La chiusura dell’ospedale Santa Maria della Speranza di Battipaglia ha avuto ripercussioni dirette sull’azienda ospedaliera universitaria San Giovanni di Dio e Ruggi d’Aragona di Salerno, dove nelle ultime settimane si è registrata una grave carenza di sangue. A confermare il collegamento tra le due situazioni è il direttore generale Nicola Cantone, che ha evidenziato l’aumento degli accessi e delle urgenze provenienti dalla zona sud della provincia.

«La chiusura dell’ospedale di Battipaglia ha inciso in maniera determinante – ha spiegato Cantone – perché ci siamo caricati tutti i pazienti che vengono da sud. I reparti hanno letteralmente esaurito le riserve a causa del superlavoro e delle urgenze concentrate».

L’aumento della pressione sul pronto soccorso e sui reparti del Ruggi ha quindi contribuito a ridurre sensibilmente le scorte disponibili, rendendo necessari nuovi appelli alla donazione.

Raccolta sangue in piazza Amendola a Salerno

Per contribuire a fronteggiare l’emergenza, il Comune di Salerno ha organizzato per venerdì una raccolta straordinaria di sangue in piazza Amendola, in collaborazione con l’azienda ospedaliera.

«Si tratta di un’iniziativa condivisa con l’azienda ospedaliera – ha sottolineato l’assessore comunale Paky Memoli –. L’appuntamento rappresenta non solo un gesto di grande umanità nei confronti di chi ha bisogno di interventi chirurgici, ma soprattutto un autentico discorso di civiltà, di straordinaria valenza sia umana che sanitaria».

Resta contemporaneamente aperta la questione relativa al futuro dell’ospedale di Battipaglia.
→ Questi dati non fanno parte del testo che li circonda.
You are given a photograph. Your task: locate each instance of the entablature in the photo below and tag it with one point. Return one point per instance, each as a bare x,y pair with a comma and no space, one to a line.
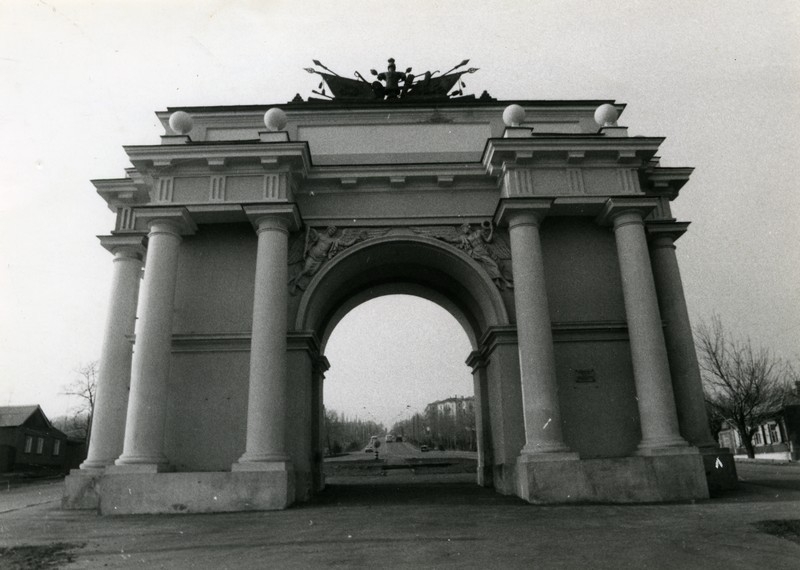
566,150
155,159
393,177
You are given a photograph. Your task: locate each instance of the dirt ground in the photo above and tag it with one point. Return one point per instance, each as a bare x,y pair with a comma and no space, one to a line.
404,521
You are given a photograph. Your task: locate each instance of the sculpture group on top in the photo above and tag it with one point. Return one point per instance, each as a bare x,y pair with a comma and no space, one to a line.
392,84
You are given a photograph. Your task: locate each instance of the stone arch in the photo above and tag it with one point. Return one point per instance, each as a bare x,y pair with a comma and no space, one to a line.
410,264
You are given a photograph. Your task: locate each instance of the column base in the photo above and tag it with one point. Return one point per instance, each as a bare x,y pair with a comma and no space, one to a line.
653,451
139,468
265,465
96,466
720,469
539,456
82,489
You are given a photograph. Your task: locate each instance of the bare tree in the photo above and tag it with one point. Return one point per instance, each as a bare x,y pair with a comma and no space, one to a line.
84,387
744,385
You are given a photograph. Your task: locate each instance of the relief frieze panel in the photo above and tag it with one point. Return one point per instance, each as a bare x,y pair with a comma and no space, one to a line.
309,251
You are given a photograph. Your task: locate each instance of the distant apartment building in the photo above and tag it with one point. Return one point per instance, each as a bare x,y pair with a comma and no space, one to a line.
29,441
452,405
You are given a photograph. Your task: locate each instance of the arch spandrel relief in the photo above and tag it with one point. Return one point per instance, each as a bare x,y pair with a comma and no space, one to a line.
482,243
310,250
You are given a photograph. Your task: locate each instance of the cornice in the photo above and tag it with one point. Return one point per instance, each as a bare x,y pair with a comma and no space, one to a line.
217,156
671,229
136,245
121,192
617,206
665,181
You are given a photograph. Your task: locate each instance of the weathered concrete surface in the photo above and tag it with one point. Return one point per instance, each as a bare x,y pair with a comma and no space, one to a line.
456,525
642,479
159,493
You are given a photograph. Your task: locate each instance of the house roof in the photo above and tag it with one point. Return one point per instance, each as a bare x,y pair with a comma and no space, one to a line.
13,416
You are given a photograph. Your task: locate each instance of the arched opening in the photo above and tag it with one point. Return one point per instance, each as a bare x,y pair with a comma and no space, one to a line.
377,309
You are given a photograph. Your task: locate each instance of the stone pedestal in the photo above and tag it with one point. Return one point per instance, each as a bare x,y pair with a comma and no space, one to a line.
144,432
82,489
638,479
175,493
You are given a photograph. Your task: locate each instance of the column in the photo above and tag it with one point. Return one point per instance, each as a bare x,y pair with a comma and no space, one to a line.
111,404
144,432
266,408
537,363
480,384
656,402
686,381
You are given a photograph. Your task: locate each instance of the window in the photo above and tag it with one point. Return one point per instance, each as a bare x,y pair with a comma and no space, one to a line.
774,433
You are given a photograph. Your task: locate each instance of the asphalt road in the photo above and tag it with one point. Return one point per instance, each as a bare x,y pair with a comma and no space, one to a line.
443,523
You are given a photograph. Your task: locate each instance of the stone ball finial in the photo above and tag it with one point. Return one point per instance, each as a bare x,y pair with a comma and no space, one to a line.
181,122
513,115
606,115
275,119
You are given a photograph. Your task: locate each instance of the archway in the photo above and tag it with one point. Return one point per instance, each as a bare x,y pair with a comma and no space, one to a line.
426,268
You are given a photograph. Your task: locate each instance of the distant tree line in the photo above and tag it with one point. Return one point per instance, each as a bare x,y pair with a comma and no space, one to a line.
745,385
348,434
441,427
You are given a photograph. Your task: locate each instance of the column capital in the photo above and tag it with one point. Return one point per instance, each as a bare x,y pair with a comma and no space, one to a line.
664,233
177,218
133,246
276,216
514,212
616,207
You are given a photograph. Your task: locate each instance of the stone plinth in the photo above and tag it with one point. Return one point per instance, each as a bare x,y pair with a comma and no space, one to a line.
82,489
638,479
161,493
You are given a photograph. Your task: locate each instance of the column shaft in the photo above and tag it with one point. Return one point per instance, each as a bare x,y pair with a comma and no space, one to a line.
537,362
144,433
266,408
111,404
686,381
655,398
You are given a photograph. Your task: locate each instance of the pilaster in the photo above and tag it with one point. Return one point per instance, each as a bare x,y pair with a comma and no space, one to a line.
659,422
143,449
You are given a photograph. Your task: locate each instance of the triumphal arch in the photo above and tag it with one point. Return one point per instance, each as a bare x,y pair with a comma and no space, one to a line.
243,238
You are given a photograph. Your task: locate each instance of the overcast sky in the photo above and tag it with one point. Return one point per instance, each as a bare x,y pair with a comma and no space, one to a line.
79,79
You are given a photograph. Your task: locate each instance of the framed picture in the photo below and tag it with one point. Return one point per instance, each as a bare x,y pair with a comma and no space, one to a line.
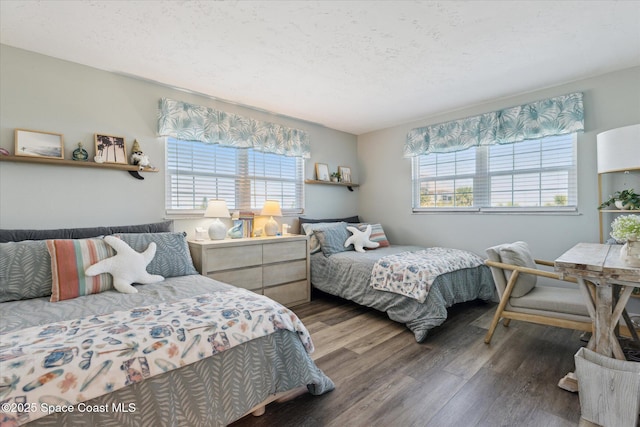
110,149
34,143
345,173
322,172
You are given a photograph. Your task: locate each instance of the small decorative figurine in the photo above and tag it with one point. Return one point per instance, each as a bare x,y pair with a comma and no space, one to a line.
138,157
80,153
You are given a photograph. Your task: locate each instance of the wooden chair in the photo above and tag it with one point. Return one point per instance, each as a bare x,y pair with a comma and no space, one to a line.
561,306
553,302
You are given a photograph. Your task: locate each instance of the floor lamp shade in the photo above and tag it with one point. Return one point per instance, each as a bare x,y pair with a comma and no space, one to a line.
217,209
619,149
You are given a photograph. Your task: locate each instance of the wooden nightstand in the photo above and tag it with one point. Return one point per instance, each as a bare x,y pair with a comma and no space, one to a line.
277,267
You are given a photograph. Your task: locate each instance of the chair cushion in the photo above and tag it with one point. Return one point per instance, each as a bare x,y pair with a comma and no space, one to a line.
518,253
553,299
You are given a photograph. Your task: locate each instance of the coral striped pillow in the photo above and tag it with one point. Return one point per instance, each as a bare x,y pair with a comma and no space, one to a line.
69,259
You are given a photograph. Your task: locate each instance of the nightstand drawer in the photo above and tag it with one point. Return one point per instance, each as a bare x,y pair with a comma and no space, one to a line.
276,274
233,257
284,251
297,292
248,278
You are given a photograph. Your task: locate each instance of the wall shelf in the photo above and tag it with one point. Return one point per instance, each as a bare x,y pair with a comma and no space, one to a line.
349,185
76,163
601,219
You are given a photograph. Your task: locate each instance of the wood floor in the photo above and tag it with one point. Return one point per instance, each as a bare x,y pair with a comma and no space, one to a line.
384,378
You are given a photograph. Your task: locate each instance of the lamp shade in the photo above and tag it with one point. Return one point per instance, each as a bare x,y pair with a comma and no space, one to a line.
271,208
619,149
217,209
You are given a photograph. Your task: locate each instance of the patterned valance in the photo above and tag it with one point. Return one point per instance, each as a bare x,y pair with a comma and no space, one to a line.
197,123
554,116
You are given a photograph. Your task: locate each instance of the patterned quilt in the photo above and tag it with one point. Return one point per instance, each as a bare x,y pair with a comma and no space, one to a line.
412,273
51,367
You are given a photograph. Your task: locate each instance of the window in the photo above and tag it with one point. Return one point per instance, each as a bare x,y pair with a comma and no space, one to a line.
244,178
532,175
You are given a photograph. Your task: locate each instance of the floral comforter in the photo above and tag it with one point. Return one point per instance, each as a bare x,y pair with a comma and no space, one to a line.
52,367
412,273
La comunità attende risposte sulla riapertura del Santa Maria della Speranza, mentre è stato convocato un consiglio comunale straordinario e monotematico dedicato alla situazione del presidio.

All’interno dell’ospedale risultano ancora lavori in corso. Le rilevazioni tecniche effettuate nelle scorse settimane non avrebbero evidenziato problematiche strutturali considerate allarmanti, ma dai vertici dell’Asl non è ancora arrivata una data certa per la piena riattivazione dei servizi.
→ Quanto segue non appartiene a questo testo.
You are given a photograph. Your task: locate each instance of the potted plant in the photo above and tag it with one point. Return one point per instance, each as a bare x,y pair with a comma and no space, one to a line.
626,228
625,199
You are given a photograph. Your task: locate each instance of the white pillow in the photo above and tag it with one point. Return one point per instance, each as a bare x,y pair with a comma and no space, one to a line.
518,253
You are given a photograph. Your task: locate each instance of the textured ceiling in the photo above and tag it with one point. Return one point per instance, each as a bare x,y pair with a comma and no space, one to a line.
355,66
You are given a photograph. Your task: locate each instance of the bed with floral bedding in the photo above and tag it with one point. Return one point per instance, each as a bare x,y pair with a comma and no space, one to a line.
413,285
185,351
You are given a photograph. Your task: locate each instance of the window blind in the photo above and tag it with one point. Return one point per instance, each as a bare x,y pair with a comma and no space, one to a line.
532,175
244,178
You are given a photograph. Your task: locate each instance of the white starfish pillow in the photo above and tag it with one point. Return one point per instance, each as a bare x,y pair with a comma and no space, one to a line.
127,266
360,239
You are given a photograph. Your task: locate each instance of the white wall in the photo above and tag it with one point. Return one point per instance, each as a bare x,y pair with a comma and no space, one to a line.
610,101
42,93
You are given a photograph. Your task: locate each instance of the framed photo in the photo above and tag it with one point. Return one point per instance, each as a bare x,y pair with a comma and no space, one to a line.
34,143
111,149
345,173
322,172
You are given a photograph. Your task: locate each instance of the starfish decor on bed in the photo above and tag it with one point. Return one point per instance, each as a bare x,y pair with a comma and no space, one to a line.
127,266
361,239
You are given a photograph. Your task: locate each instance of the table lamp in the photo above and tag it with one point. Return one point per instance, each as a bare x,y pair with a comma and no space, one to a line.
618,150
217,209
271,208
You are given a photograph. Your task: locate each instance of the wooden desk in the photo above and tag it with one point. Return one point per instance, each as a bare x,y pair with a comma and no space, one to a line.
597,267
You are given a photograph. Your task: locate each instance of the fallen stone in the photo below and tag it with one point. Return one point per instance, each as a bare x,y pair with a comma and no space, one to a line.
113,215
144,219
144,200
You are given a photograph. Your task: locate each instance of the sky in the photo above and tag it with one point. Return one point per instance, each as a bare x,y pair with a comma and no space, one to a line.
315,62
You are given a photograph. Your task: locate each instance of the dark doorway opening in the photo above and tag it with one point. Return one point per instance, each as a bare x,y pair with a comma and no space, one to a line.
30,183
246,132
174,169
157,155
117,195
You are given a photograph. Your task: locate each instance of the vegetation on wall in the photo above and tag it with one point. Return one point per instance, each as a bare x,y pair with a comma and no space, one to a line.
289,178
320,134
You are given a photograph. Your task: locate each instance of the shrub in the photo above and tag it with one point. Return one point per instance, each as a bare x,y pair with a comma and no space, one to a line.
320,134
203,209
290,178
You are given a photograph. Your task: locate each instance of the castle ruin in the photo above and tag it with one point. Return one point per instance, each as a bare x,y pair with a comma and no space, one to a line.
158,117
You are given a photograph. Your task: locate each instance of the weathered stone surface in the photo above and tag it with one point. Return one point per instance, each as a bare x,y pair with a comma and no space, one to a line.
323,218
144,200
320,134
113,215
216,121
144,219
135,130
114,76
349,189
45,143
Cava de’ Tirreni, il nodo della carenza di personale

Le difficoltà della sanità salernitana riguardano anche l’ospedale Santa Maria Incoronata dell’Olmo di Cava de’ Tirreni. Sul futuro del presidio si è svolto un vertice istituzionale con il sindaco Raffaele Giordano, la deputata di Fratelli d’Italia Imma Vietri, il vicepresidente del Consiglio regionale della Campania Giuseppe Fabbricatore e il direttore generale Nicola Cantone.
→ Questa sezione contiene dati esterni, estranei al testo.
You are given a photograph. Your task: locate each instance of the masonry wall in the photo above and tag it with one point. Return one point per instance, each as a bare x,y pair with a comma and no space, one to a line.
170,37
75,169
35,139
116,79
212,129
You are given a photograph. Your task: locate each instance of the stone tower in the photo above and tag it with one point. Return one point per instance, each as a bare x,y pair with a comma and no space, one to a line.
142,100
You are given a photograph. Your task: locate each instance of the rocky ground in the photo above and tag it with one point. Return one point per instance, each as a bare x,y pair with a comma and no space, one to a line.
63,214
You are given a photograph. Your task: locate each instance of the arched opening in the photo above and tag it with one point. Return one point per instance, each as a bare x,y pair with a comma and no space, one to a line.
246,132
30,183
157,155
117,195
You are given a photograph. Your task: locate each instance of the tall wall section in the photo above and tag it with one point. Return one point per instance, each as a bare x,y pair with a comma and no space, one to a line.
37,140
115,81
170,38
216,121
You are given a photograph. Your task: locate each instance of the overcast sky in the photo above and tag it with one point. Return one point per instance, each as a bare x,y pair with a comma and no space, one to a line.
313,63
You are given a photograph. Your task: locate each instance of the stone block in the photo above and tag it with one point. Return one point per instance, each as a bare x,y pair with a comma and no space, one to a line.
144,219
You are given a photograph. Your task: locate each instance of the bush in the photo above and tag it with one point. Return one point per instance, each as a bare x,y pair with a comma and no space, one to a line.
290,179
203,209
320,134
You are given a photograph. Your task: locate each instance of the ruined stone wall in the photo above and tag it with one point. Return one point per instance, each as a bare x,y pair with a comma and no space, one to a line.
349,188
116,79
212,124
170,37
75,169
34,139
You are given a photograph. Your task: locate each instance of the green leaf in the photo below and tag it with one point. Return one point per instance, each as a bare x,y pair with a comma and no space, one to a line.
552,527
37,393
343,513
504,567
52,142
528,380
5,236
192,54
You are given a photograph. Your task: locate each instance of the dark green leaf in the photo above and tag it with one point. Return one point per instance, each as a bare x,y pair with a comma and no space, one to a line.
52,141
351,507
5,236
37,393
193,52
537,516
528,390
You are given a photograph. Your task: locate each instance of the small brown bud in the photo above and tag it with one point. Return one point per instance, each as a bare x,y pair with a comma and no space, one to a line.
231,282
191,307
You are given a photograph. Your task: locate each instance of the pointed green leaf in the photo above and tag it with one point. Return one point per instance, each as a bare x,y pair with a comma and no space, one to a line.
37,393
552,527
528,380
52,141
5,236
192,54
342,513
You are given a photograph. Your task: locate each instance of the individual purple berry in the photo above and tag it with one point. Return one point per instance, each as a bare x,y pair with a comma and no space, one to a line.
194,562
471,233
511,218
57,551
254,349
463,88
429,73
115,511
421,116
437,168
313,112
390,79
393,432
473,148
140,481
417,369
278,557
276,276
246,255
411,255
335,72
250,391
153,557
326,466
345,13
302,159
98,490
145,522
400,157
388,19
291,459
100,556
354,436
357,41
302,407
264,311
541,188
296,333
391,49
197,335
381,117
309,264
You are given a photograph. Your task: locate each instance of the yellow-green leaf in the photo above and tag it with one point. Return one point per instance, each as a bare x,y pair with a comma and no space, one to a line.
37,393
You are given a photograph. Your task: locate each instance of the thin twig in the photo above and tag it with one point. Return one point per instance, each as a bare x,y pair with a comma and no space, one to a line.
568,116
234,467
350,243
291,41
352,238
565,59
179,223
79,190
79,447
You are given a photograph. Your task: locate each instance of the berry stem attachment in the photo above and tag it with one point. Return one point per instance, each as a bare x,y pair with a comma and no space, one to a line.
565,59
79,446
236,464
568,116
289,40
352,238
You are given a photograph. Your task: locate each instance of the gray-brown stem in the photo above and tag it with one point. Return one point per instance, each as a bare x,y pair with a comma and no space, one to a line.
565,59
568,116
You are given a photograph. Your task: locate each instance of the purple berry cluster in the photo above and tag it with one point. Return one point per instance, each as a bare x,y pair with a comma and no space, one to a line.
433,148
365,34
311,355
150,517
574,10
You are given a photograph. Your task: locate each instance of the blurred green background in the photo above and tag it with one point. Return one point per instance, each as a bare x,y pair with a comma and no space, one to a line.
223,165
Al centro del confronto c’è soprattutto la carenza di personale, con particolare attenzione a reparti come Ortopedia, dove recenti pensionamenti hanno determinato ulteriori vuoti nell’organico.

In attesa del completamento delle procedure concorsuali, l’azienda punta a garantire rinforzi provenienti dal Ruggi di Salerno. Parallelamente proseguono le procedure per l’assunzione di chirurghi toracici, medici di medicina nucleare, tecnici di radiologia e radiologi.

Cantone ha evidenziato il lavoro degli uffici per accelerare i bandi e le selezioni, ricordando anche il ricorso a convenzioni con altre aziende sanitarie campane, tra cui il San Sebastiano e Sant’Anna di Caserta. Una strategia che punta a tamponare nell’immediato le carenze, mentre resta aperto il problema più generale degli organici e della tenuta dei principali presidi ospedalieri della provincia.